The perovskite organic lead-iodine compound has a suitable band structure, good light absorption performance, and can absorb almost all visible light for photoelectric conversion. It has the characteristics of self-assembly, so the synthesis is simple, and effective thin film deposition can be achieved by a low-temperature and low-cost liquid phase method.
It is reported that the researchers cultivated five kinds of perovskite crystals with different strengths, whose strains range from 0 to -2.4%. In future research, researchers will explore how to use this strain engineering method to discover more new properties and functions of perovskite. They will also work to expand their production processes to produce large single crystal thin films for industrial applications.

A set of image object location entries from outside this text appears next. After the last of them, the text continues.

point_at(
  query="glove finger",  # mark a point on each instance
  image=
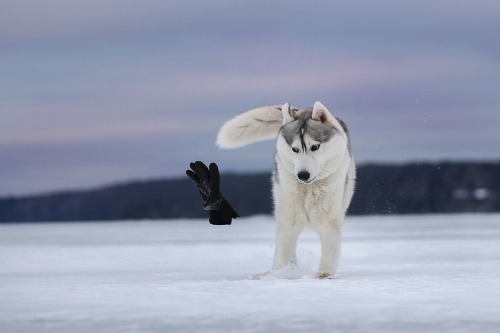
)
(201, 170)
(193, 177)
(214, 177)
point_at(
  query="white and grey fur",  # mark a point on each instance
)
(313, 179)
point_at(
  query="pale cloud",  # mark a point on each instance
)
(115, 90)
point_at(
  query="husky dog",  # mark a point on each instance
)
(313, 179)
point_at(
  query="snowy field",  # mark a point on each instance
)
(430, 273)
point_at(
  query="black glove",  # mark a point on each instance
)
(208, 181)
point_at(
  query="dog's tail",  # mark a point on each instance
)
(254, 125)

"You can use strain engineering as a knob to adjust existing functions and even install new ones in materials," said Sheng Xu, a professor of nanoengineering at the Jacobs School of Engineering at the University of San Diego and senior author of the study. Making a small amount of strain in perovskite is very interesting because it provides a way to make major changes to the material's properties, such as how it conducts, absorbs, and transmits light, or how stable it is.
Some techniques introduce strain into perovskite crystals by heating, but this strain is usually transient or uncontrollable in terms of its strength, which makes these strain-engineered perovskites unusable.
Existing strain engineering technologies are also incompatible with equipment manufacturing processes. Xu and his team solved these problems by carefully cultivating deformed perovskite single crystals. Their technology permanently embeds strain into the structure of the material and allows them to adjust the magnitude of the strain-the greater the lattice deformation, the greater the strain.
In addition, the type of perovskite studied in the study is alpha-formamidinium lead iodide, which has hitherto been used to make the most efficient perovskite solar cells. Researchers grow crystals of materials on a series of perovskite substrates with different compositions and lattice sizes, a process called heteroepitaxial growth.